Well, so now here's how to define a range/3 that is tail recursive:

def range(init; upto; by):
    def _range:
        if (by > 0 and . < upto) or (by < 0 and . > upto) then ., ((.+by)|_range) else . end;
    if by == 0 then init else init|_range end | select(. < upto);
. as $dot | range($dot|.[0]; $dot|.[1]; $dot|.[2])

And here's a for/2 that's almost just like the proposed yield:

def for(cond; update):
    def _for:
        if cond then ., (update | _for) else . end;
    _for;

There's no need for an init argument: . is it. But a for/3 can easily be defined:

def for(init; cond; update):
    def _for:
        if cond then ., (update | _for) else . end;
    init | _for;

With TCO this works efficiently.

We can now produce generic generators. The pattern is to use the comma operator, recursion, and sub-functions (yes! jq has those!).

nicowilliams commented 10 years ago

@pkoppstein @georgir @stedolan Comments as to what the new builtin generator should be called? I'm partial to for(cond; update). I've decided I don't like yield after all.
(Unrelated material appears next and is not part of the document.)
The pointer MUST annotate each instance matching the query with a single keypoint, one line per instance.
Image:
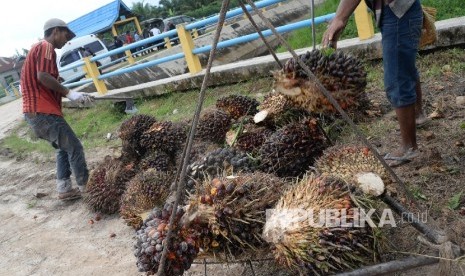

pkoppstein commented 10 years ago

@nicowilliams - brilliant!

Regarding the naming - it seems to me that if you're going to use the name "for" then it should be the three-argument version. For for/2, have you thought about while(cond; update)?

An alternative that emphasizes "I am a generator" would be "generate", e.g.

def generate(update; while):
  def _for:
    if while then  ., (update | _for) else empty end;
  _for;

Example: 0 | generate( . + 1; . < 5)

0 1 2 3 4

nicowilliams commented 10 years ago

@pkoppstein Yeah, I have. If you look at my I/O branches you might find a repeat builtin. Perhaps I could have a bit of syntactic sugar to turn a generate EXP while EXP into generate(EXP; EXP), or some variant. If I were to do that then I'd be back to liking "yield": yield EXP while EXP.

pkoppstein commented 10 years ago

Let me retract generate/2 i.f.o. generate/3:

def generate(candidate; condition; nextCandidate):
  def _for:
    if condition then  ., (nextCandidate | _for) else empty end;
  candidate | _for;

This of course is identical to for/3 except for the "empty". What's nice about generate/3 is that (1) every generated value satisfies "condition"; (2) it fits in with repeat(m;n) in that both ignore their input; and (3) the functor is "generate".

(for/3 is currently my second favorite. "yield" doesn't work for me at all as a functor name, and I can't think of any helpful syntactic construct using "yield" as a keyword.)

p.s. If for some reason you really want a generator that takes its initial (candidate) value from its input, then it deserves to be regarded as a "factory", ergo noun, ergo "generator".

nicowilliams commented 10 years ago

@stedolan voiced his opinion as to naming this builtin.